[Solved] WRT1900ACV1 reboots: kernel 4.9

I've reverted the removal of Linux 4.4 support. I currently don't have time to debug this myself, but please let me know if you guys make any progress in figuring out the root cause of this issue.

1 Like

Requesting update for this issue. 1900ac Version 1 users are still reporting reboot issues after installing latest lede snapshots with 4.9.x Kernels.

It's important we get V1 hardware fixed due to security issues running kernel 4.4.x.

1 Like

Still happens here. I may be up for 3 or 4 days then reboot twice in a few minutes no rhyme or reason.
4.9.27 and mwlwifi 10.3.4.0-20170512. And as usual no crash.log.
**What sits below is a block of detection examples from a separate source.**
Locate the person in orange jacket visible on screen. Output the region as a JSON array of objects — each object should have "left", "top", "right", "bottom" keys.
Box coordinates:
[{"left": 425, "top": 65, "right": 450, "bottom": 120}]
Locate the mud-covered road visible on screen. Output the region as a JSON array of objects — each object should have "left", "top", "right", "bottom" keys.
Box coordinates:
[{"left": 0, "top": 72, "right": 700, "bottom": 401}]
David, what security issues are you worried about? Kernel 4.4 is still maintained (linux foundation, not LEDE) and you can submit patches (or just apply locally) to be pulled into the tree if the devs don't update fast enough -- nbd has made sure kernel 4.4 is still an option for mvebu.
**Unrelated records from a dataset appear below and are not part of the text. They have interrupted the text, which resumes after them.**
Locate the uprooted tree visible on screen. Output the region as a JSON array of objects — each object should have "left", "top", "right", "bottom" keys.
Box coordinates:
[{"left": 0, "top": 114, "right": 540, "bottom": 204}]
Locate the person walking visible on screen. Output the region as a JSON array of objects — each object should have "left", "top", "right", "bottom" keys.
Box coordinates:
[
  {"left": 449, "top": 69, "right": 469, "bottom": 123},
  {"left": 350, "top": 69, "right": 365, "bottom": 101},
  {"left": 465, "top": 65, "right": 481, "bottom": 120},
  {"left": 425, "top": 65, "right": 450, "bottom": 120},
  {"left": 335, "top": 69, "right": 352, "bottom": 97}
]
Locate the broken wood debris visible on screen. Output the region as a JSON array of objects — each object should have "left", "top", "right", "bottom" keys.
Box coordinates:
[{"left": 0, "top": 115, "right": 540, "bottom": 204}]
IMO this is a nuisance for anyone building their own -- you just have to do two independent builds.

The bigger issue is that LEDE releases (or anything from the buildbot) are not really a viable option for the AC V1.

@davidc502 I'm on 4.4.67 for ar71xx, x86_64 and mt7621. I can post the patch if you want for 17.01.1. .68 is expected any minute now though.

Kernels 4.5 down to 2.6 are vulnerable to remote code execution within the kernel as root. Maybe this has already been patched? The information about this vulnerability was just released last month.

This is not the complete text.